Sadly these official policies of 'do nothing' come from the top, so
engineers and administrators who are in a position to actually take action
against blatant network abuse, are actually explicitly forbidden to take
any action.

So the real question seems to be how to effectively apply a cluebat to
CEOs to get a reasonable abuse policy enforced. Nanog can host all the
meetings it wants and members can write all the RFCs they want, but until
attitudes change at the top, nobody will be allowed to do anything at the
bottom.

-Dan

[1] The case of the NTL virus email machine
[2] AOL blocking BigPond mail because of spam

Hey, if you've got customes willing to shell out for that, then more
power to you. However, I'm not (and won't be) one of those customers.
I'm willing to take responsibility for protecting my systems and choosing
what traffic I do and don't want. I don't want someone else doing it
for me.

Hmmm... when you're driving on a public street there is certain safety
equipment you are required to have and use. You're paying more for your
vehicle because of seatbelts, airbags and all the other things that are
supposed to lessen the impact of an accident. Even if you're an expert
driver, you don't have the privilege of not paying for these features.

Adi

And how exactly does that translate to the online world?

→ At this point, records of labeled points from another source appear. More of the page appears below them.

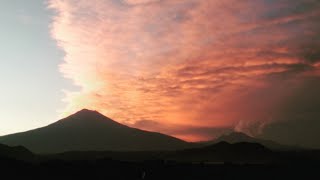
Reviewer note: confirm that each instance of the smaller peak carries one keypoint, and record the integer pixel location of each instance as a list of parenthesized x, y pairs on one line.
[(238, 133), (87, 111)]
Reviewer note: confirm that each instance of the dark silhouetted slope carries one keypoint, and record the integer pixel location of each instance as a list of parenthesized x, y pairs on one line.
[(237, 137), (89, 130), (225, 152), (17, 152)]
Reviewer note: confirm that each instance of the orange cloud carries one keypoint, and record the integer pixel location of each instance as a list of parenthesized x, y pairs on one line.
[(187, 64)]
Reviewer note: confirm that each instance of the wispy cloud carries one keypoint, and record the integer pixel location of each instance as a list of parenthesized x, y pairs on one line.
[(188, 63)]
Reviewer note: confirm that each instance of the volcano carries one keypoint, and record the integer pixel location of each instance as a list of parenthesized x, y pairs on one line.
[(89, 130)]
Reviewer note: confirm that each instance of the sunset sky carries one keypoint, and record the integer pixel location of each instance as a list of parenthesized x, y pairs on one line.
[(193, 69)]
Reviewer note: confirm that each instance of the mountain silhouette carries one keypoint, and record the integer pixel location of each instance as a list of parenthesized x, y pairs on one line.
[(237, 137), (16, 152), (89, 130), (244, 152)]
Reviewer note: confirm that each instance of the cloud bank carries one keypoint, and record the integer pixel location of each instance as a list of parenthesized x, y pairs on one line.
[(192, 64)]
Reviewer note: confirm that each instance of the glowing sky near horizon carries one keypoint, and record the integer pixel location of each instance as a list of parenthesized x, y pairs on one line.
[(194, 67)]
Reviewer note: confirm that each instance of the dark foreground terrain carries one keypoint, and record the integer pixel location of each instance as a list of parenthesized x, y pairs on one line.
[(108, 169), (219, 161)]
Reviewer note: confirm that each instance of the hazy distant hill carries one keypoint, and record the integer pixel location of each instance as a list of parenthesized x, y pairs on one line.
[(225, 152), (237, 137), (89, 130)]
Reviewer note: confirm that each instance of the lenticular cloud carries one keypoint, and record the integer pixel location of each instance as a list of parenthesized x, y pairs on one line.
[(192, 64)]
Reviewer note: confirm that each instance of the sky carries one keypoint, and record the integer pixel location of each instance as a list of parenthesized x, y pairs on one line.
[(193, 69), (31, 84)]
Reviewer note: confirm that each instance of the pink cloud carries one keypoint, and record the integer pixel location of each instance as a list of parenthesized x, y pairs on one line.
[(188, 63)]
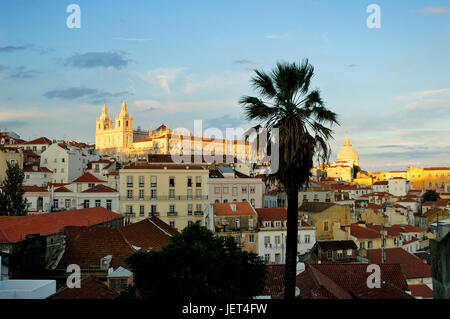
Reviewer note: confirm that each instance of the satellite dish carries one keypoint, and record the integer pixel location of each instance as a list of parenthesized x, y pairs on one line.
[(300, 268)]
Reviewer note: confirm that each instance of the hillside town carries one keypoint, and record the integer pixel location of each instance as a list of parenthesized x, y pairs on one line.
[(96, 205)]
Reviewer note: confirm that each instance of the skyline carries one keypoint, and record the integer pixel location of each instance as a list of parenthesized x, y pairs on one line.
[(390, 86)]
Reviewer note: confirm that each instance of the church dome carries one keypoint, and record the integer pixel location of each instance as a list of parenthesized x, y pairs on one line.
[(348, 153)]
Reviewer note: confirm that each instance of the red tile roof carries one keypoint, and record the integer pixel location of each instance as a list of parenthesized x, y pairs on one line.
[(421, 290), (34, 189), (40, 140), (29, 169), (14, 228), (412, 266), (149, 233), (88, 178), (86, 246), (62, 189), (363, 232), (90, 288), (242, 208), (100, 188)]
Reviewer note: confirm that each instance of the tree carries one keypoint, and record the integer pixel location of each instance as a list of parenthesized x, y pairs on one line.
[(12, 201), (430, 195), (197, 265), (300, 115)]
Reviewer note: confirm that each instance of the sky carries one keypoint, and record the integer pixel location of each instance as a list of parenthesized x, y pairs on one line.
[(179, 61)]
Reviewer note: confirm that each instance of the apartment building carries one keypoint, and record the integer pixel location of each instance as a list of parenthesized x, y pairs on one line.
[(177, 194)]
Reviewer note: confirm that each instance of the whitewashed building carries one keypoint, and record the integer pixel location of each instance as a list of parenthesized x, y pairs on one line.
[(272, 232)]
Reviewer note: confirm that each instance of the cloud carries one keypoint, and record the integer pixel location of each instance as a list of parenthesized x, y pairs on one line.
[(435, 10), (22, 72), (90, 60), (133, 39), (95, 96), (162, 77), (277, 36), (12, 48)]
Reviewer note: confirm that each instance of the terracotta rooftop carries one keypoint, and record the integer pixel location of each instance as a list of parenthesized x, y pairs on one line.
[(14, 228), (421, 290), (336, 244), (100, 188), (412, 266), (315, 207), (86, 246), (90, 288), (40, 140), (242, 208), (148, 233), (88, 178)]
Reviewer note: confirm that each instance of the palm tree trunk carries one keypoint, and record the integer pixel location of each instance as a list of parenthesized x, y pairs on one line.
[(291, 245)]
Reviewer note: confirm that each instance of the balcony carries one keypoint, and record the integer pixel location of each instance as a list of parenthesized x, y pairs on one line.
[(165, 197)]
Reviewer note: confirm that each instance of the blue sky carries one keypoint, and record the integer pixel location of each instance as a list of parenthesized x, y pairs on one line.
[(179, 61)]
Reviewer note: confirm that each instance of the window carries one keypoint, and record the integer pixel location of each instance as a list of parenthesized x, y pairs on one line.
[(307, 239), (130, 181), (237, 224), (277, 258)]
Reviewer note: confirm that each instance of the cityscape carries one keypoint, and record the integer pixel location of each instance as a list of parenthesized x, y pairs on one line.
[(137, 164)]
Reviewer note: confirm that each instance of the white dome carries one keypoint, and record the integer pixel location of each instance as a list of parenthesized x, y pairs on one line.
[(348, 153)]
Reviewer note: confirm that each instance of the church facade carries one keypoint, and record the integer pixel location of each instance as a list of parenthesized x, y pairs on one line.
[(119, 139)]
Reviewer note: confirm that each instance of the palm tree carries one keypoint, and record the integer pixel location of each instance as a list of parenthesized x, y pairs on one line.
[(287, 103)]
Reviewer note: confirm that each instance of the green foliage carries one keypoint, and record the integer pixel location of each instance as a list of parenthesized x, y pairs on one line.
[(12, 201), (288, 104), (197, 265), (430, 195)]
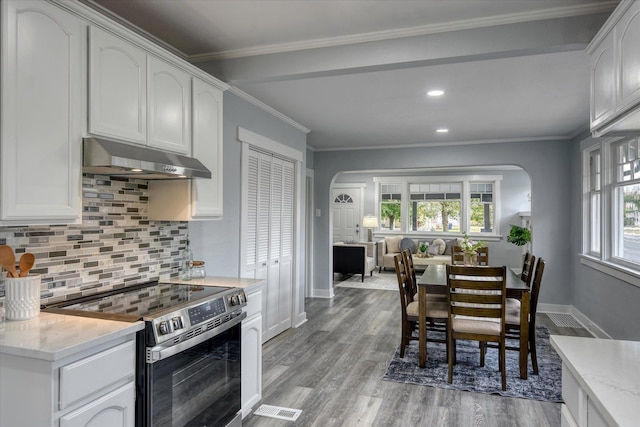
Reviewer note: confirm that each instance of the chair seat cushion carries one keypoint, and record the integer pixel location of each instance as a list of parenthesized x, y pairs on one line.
[(475, 326)]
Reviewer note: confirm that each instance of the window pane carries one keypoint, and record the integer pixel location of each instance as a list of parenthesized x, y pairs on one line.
[(481, 208), (594, 237), (443, 215), (628, 226)]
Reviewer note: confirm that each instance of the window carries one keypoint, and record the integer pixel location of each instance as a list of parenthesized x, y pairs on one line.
[(482, 207), (435, 207), (439, 204), (612, 207), (391, 206), (626, 202), (594, 201)]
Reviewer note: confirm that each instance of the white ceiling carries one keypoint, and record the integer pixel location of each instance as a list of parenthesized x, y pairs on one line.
[(355, 73)]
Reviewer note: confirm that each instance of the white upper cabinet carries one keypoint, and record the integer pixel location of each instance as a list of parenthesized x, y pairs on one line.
[(117, 88), (207, 147), (135, 96), (628, 38), (43, 74), (196, 199), (615, 79), (169, 102), (603, 82)]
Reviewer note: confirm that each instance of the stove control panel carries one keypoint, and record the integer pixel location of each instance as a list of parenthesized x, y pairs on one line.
[(183, 320)]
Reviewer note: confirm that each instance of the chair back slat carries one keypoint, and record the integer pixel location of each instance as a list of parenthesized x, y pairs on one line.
[(476, 291), (527, 268), (403, 285), (535, 287), (410, 268)]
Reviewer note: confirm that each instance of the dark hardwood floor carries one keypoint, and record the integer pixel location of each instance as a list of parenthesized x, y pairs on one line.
[(331, 368)]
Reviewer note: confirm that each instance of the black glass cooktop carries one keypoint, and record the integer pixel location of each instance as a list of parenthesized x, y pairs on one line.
[(139, 300)]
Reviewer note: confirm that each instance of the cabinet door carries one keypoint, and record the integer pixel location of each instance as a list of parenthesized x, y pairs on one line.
[(207, 147), (603, 82), (628, 37), (117, 88), (115, 409), (169, 103), (42, 77), (251, 363)]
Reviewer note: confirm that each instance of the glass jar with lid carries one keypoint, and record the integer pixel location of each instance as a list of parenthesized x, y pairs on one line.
[(197, 270)]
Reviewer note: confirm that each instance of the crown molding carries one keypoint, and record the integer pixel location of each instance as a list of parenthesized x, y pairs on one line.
[(268, 109), (446, 144), (552, 13)]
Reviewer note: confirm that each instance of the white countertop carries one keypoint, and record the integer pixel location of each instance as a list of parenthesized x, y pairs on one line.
[(52, 336), (229, 282), (609, 371)]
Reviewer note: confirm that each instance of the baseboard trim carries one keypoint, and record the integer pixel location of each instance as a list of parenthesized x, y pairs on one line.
[(323, 293), (301, 320), (588, 324)]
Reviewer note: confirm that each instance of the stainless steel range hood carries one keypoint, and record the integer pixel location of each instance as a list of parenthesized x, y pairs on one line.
[(105, 157)]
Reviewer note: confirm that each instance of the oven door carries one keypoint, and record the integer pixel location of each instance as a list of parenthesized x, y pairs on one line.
[(198, 385)]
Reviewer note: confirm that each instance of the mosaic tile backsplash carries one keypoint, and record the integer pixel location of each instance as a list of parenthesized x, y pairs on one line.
[(115, 246)]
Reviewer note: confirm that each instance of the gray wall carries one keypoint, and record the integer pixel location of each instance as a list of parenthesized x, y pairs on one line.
[(610, 303), (548, 164), (218, 242), (514, 187)]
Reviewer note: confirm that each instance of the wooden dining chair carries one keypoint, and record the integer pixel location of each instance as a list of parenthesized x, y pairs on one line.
[(476, 309), (407, 257), (512, 317), (436, 312)]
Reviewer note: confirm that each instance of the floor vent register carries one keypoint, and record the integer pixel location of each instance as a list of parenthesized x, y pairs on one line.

Despite the safety and environmental regulations and the fact that you have to have a driver's license and insurance (at least here in NL), there is no requirement that your locks are industrial strength. Or that your car can be locked at all, for that matter.

The fact that a compromised computer doesn't really hurt you all that much in the real world is exactly the reason why so many users don't care about security. When driving a car they at least have to be drunk to reach that level of carelessness.